What makes someone of great, or little, wealth give it away for public benefit?
Merlin Waterson explores this question with a succession of case studies from the history of the National Trust. It is the story, with some excellent pictures, about the emotional make-up of the donors, with an occasional dip into psychology behind the emotions.
Anxiety that a coherent whole of landscape and buildings will be broken up by bad management and high taxes is usually the starting point. Through the middle of the 20th century there was often no alternative but to hand it to the National Trust or see estates dispersed.
This was the dilemma facing Francis, third Viscount Scarsdale, who in 1984 inherited Kedleston Hall in Derbyshire from his cousin, via a will that left him to pay some big legacies within the family and a large tax bill. The choice was to break up the estate, contents, park and surrounding farmland, or transfer the whole into the hands of the National Trust, keeping a right of occupation for two generations. A package was assembled from public sources which, topped off with a large gift from Lord Scarsdale, put it into the hands of the nation, forever.
He moved into a 23-room wing of the house and life went on as before.
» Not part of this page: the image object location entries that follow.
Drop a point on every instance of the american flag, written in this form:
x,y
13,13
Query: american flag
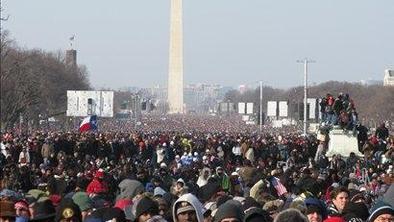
x,y
280,189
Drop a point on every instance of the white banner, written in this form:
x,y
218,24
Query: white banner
x,y
241,108
283,109
312,108
84,103
271,108
249,108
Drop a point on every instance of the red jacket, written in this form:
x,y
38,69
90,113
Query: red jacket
x,y
97,187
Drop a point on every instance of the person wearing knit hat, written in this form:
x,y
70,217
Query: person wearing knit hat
x,y
7,211
381,211
43,211
97,185
22,209
187,208
84,203
315,209
334,219
146,209
355,212
292,215
68,211
314,213
229,211
339,197
255,214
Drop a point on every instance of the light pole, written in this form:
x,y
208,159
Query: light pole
x,y
305,62
261,106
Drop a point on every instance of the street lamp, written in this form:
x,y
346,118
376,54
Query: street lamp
x,y
261,106
305,62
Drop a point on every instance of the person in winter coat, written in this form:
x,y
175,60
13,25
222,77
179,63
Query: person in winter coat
x,y
98,185
205,174
339,198
187,208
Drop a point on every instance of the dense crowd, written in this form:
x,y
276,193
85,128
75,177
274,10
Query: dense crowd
x,y
192,168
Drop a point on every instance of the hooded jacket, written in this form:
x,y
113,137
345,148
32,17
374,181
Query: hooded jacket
x,y
197,205
129,189
201,180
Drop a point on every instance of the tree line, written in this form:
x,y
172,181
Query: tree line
x,y
34,83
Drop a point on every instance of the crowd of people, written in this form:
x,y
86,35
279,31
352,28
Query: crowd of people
x,y
339,111
182,168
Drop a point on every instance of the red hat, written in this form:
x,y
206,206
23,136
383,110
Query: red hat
x,y
123,203
99,174
55,199
21,205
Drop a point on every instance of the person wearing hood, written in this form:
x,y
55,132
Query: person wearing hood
x,y
231,210
187,208
146,209
98,185
381,211
339,197
205,174
179,187
223,179
129,189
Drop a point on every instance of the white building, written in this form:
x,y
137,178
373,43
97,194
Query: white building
x,y
388,77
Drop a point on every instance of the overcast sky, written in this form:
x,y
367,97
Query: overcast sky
x,y
230,42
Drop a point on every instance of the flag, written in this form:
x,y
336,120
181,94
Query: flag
x,y
280,189
88,123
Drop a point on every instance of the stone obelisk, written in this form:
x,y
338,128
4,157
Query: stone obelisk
x,y
175,74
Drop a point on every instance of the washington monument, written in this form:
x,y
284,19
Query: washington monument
x,y
175,72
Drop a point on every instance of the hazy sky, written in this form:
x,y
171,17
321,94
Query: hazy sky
x,y
230,42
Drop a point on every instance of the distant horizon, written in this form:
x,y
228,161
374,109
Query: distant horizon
x,y
371,82
228,42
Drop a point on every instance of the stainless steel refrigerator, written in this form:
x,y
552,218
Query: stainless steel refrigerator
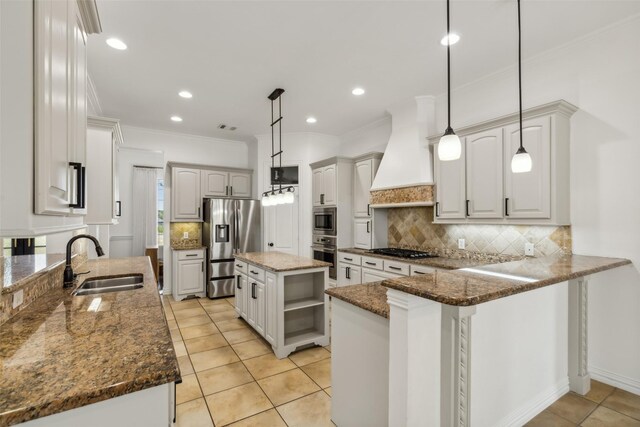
x,y
230,227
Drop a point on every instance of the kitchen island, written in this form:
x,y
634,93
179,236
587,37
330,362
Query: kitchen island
x,y
101,360
282,297
483,346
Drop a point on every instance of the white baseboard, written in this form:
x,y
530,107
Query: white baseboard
x,y
526,412
631,385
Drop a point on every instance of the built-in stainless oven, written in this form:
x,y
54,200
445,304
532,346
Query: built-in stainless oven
x,y
324,249
324,221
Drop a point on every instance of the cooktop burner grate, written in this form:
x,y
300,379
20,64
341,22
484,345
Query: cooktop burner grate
x,y
402,253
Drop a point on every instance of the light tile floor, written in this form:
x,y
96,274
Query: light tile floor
x,y
603,406
231,377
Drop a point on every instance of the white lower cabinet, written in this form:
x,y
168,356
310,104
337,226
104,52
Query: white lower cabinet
x,y
188,273
288,308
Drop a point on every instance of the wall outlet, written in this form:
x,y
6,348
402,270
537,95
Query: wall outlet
x,y
528,249
18,298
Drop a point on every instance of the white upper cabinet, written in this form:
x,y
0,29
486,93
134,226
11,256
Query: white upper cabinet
x,y
239,184
484,174
186,200
528,195
325,189
450,188
223,183
215,183
481,187
103,139
329,185
318,198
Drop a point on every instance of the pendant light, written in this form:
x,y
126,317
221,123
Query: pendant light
x,y
449,147
281,195
521,161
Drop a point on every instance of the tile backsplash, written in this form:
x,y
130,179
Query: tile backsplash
x,y
413,228
177,230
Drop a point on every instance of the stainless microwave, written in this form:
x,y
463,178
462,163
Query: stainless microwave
x,y
324,221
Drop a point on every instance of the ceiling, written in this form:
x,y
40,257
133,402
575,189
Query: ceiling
x,y
232,54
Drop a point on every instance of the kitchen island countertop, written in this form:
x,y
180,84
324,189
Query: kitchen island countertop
x,y
63,352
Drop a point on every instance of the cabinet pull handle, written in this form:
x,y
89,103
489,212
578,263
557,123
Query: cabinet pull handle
x,y
77,167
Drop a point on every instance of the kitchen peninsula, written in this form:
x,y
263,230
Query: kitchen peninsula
x,y
282,297
455,341
102,359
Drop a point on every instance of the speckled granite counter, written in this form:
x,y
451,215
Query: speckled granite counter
x,y
369,296
279,261
57,355
439,262
480,284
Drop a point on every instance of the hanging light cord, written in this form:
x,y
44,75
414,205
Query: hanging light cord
x,y
449,71
520,72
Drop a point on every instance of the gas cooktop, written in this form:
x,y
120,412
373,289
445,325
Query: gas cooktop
x,y
402,253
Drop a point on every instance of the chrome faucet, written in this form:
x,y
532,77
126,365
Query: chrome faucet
x,y
69,276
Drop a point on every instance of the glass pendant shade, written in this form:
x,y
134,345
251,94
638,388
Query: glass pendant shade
x,y
289,197
521,161
449,147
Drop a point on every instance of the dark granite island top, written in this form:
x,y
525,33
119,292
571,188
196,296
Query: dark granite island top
x,y
62,352
279,261
472,286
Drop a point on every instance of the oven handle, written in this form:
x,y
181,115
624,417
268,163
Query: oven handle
x,y
323,249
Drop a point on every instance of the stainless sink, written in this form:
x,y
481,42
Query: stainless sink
x,y
100,285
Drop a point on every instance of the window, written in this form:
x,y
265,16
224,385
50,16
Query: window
x,y
160,212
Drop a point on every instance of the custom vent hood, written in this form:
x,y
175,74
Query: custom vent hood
x,y
405,175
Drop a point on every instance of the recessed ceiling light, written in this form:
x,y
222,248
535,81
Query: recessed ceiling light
x,y
451,39
116,44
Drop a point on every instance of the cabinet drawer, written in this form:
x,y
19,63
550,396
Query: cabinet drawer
x,y
194,254
396,267
375,263
255,273
349,258
241,267
419,270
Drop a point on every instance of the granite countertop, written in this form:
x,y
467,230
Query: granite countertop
x,y
17,270
369,296
279,261
57,354
472,286
439,262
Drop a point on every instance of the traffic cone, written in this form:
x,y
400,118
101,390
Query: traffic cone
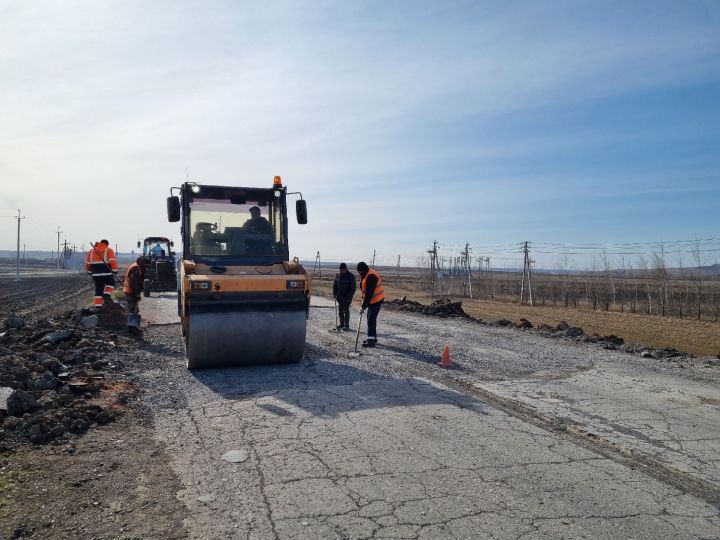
x,y
445,362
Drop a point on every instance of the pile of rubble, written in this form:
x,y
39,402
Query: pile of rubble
x,y
53,376
443,307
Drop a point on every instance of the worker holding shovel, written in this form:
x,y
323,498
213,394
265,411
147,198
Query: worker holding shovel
x,y
344,288
373,296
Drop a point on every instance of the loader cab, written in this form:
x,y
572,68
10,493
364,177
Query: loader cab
x,y
232,226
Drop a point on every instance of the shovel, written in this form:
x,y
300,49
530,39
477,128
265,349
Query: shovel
x,y
355,353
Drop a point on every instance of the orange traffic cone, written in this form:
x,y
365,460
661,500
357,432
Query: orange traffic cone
x,y
445,362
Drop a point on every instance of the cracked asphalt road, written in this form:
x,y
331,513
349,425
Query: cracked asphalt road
x,y
388,445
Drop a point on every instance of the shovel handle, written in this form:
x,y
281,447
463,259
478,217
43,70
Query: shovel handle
x,y
357,336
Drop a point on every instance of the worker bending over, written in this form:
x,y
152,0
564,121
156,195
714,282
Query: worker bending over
x,y
132,287
101,264
344,288
373,294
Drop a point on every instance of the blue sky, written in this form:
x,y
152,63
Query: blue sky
x,y
401,122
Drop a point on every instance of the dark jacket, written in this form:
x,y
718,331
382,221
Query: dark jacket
x,y
344,286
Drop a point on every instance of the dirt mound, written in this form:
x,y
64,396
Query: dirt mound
x,y
53,379
443,307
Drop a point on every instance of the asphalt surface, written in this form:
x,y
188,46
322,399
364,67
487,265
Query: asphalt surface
x,y
389,445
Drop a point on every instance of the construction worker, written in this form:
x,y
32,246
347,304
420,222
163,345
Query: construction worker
x,y
373,295
133,289
343,290
101,264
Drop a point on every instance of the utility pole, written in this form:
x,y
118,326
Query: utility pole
x,y
527,264
66,254
58,231
19,217
433,267
465,263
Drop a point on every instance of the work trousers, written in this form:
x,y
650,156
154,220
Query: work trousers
x,y
344,313
373,312
104,286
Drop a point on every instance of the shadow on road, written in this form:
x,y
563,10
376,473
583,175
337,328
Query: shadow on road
x,y
327,387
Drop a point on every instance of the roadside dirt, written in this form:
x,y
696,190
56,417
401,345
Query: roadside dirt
x,y
110,479
44,295
701,338
112,483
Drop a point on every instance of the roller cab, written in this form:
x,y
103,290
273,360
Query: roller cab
x,y
241,301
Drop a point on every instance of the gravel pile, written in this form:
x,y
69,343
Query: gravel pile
x,y
54,380
443,307
446,307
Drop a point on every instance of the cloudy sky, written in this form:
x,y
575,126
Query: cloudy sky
x,y
401,122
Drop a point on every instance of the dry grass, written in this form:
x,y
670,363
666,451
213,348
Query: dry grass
x,y
701,338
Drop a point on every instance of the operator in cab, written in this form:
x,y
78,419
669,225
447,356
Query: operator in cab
x,y
260,233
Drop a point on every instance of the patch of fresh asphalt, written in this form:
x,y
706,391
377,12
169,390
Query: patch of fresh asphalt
x,y
381,446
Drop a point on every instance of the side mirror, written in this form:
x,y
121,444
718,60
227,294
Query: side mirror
x,y
173,209
301,211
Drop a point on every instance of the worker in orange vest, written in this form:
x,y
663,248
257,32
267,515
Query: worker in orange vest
x,y
101,264
373,294
132,287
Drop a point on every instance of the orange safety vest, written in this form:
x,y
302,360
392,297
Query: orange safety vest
x,y
127,288
101,261
379,293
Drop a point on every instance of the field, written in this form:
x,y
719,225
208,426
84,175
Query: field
x,y
701,338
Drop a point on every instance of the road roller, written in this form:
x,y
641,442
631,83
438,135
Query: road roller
x,y
241,300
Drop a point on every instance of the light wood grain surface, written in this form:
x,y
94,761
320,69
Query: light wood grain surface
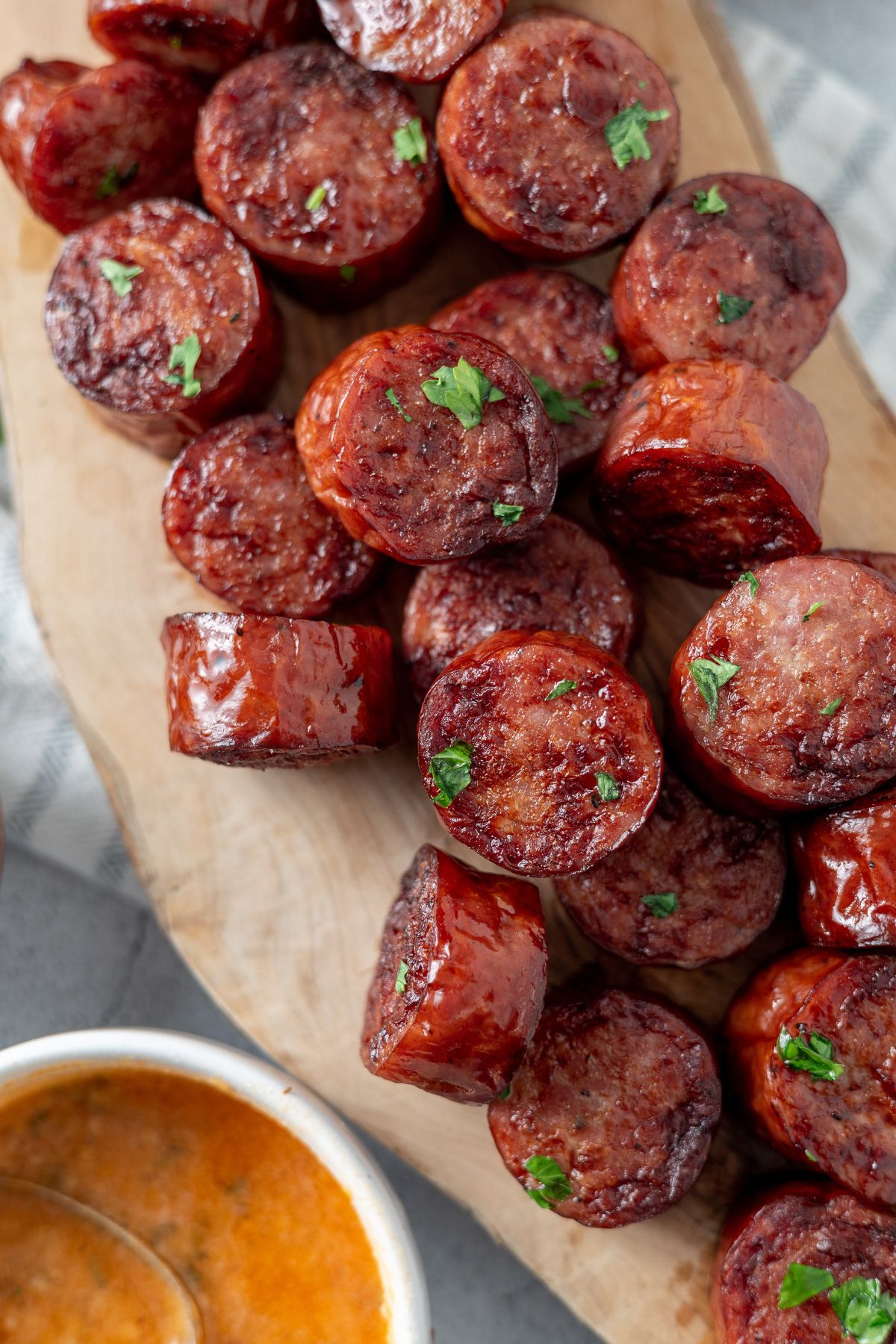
x,y
274,886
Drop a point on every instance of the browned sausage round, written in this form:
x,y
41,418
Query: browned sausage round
x,y
460,986
561,329
621,1095
240,517
81,143
429,447
128,340
267,691
711,467
203,35
539,752
558,578
798,1223
691,886
810,1050
301,154
415,40
729,265
556,136
845,865
783,697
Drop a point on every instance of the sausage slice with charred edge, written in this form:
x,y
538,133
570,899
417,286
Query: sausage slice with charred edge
x,y
460,984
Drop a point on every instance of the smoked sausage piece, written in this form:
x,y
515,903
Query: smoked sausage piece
x,y
711,467
128,342
559,578
81,143
240,517
691,886
539,752
305,156
810,1051
797,1223
561,329
414,40
460,986
556,136
783,697
267,691
732,265
429,447
845,865
207,37
622,1095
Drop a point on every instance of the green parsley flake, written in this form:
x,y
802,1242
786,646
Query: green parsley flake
x,y
464,390
410,143
626,134
119,276
450,771
186,355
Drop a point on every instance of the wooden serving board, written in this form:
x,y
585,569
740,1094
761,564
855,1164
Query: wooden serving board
x,y
274,886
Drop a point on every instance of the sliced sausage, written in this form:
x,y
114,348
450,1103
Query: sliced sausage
x,y
561,329
460,986
622,1095
556,136
559,759
125,343
559,578
798,1223
711,467
207,37
414,40
845,865
810,1050
81,143
732,265
297,152
420,473
267,691
691,886
802,663
240,517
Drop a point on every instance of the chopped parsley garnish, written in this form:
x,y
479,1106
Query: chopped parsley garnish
x,y
452,772
711,673
559,406
626,134
662,903
554,1183
561,688
731,307
410,143
711,202
120,277
815,1057
464,390
186,356
391,396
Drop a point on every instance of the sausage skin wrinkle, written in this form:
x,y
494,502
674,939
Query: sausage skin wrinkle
x,y
81,143
267,691
521,136
460,984
622,1092
561,773
808,718
711,467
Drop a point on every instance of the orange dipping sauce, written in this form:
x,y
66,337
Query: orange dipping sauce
x,y
262,1236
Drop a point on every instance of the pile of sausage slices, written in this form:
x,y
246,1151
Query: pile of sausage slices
x,y
441,447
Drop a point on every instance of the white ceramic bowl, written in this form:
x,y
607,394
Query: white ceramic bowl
x,y
279,1095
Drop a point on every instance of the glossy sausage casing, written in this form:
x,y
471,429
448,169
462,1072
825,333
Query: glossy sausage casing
x,y
474,954
267,691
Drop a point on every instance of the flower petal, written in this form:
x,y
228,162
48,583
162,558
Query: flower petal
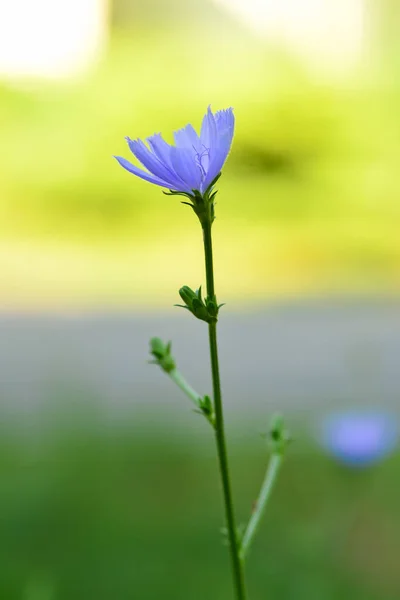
x,y
218,160
152,162
225,121
142,174
161,149
184,163
208,134
187,138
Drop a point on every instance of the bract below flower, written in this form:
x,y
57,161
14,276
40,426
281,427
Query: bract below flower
x,y
193,162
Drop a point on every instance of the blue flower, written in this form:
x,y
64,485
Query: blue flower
x,y
193,163
360,438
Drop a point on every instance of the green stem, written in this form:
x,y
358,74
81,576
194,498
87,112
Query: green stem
x,y
186,388
237,565
265,493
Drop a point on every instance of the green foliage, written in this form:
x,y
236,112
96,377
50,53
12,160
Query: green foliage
x,y
97,512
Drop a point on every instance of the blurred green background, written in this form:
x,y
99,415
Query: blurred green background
x,y
308,209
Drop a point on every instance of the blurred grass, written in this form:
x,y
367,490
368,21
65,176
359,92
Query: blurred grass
x,y
90,511
308,203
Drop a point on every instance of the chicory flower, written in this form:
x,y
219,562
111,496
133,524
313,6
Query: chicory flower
x,y
360,438
193,163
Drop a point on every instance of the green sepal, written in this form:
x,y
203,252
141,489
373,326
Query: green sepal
x,y
204,309
279,435
161,352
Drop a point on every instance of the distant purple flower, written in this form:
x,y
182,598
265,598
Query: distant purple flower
x,y
360,438
193,162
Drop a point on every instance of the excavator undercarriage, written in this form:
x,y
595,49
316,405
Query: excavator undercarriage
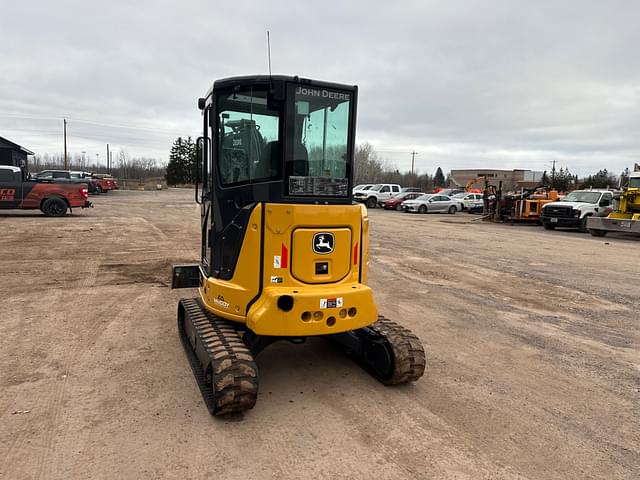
x,y
221,355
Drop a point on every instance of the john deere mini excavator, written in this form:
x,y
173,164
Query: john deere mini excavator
x,y
284,247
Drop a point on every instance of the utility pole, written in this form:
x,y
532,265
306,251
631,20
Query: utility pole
x,y
413,159
66,161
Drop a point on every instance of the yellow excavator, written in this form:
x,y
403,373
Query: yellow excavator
x,y
284,249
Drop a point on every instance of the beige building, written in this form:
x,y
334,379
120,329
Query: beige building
x,y
511,179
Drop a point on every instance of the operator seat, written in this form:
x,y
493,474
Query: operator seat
x,y
299,166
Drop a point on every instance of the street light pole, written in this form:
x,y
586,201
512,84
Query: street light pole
x,y
413,158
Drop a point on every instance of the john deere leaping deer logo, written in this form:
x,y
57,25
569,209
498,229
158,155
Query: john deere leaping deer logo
x,y
323,243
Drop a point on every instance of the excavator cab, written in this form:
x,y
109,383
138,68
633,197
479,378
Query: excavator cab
x,y
283,246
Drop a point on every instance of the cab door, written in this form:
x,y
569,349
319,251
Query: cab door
x,y
203,194
10,188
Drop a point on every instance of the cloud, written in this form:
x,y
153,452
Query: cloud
x,y
464,83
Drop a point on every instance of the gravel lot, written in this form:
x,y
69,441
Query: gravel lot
x,y
532,339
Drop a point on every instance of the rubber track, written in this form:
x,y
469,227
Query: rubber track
x,y
408,352
229,382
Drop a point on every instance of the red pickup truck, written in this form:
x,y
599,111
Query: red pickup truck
x,y
54,199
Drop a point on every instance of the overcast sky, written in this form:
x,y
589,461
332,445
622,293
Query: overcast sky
x,y
487,83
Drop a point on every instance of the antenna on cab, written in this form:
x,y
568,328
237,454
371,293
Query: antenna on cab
x,y
269,53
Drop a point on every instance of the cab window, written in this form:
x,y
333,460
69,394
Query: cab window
x,y
248,138
318,161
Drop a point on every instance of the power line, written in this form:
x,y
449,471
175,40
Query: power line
x,y
89,122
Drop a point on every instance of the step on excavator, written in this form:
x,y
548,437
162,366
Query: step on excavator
x,y
283,246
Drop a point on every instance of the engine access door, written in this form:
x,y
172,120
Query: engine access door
x,y
321,255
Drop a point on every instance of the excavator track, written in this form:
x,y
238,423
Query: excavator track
x,y
225,370
390,352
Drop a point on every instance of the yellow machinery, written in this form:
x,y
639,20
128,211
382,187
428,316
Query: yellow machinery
x,y
626,217
284,249
529,207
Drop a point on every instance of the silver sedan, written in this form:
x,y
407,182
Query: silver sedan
x,y
432,202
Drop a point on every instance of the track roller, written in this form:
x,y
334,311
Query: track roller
x,y
224,368
391,353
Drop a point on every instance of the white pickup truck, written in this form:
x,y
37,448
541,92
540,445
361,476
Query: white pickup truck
x,y
574,209
376,194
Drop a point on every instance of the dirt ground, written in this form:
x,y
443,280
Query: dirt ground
x,y
532,339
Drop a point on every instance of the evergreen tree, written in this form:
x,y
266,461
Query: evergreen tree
x,y
438,178
182,158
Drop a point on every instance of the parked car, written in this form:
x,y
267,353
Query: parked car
x,y
52,195
475,208
574,210
376,194
363,186
468,200
394,202
84,177
432,202
449,191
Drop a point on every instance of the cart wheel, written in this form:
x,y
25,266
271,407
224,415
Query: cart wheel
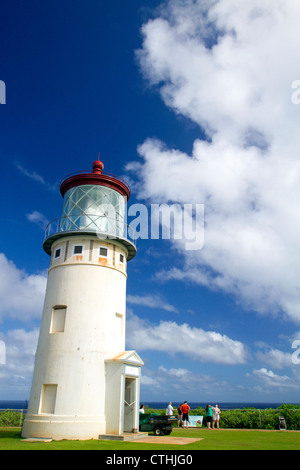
x,y
158,432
But Scarsdale became unhappy with the switch in role from landlord to tenant and with the management of the NT. There was much recrimination as the aftermath to his original act of generosity, inspired by the urge to retain a vast work of art in one piece for the nation, turned sour.
Meanwhile, an elderly couple with no children had agreed to leave their considerable wealth to the Trust. On a visit to Kedleston, they approached the house slowly, in obedience to signs warning of sheep loose in the park, to the frustration of Scarsdale following in his Range Rover. After a confrontation they cancelled the legacy. A gift from one hand was taken away with the other.
Today, the large gifts and legacies that come to the Trust are, usually, cash not kind. Recent acquisitions like Seaton Delaval and Tyntesfield are bought at open-market prices. But the scale of the generosity is still breathtaking, and Waterson's telling of it gripping and revealing.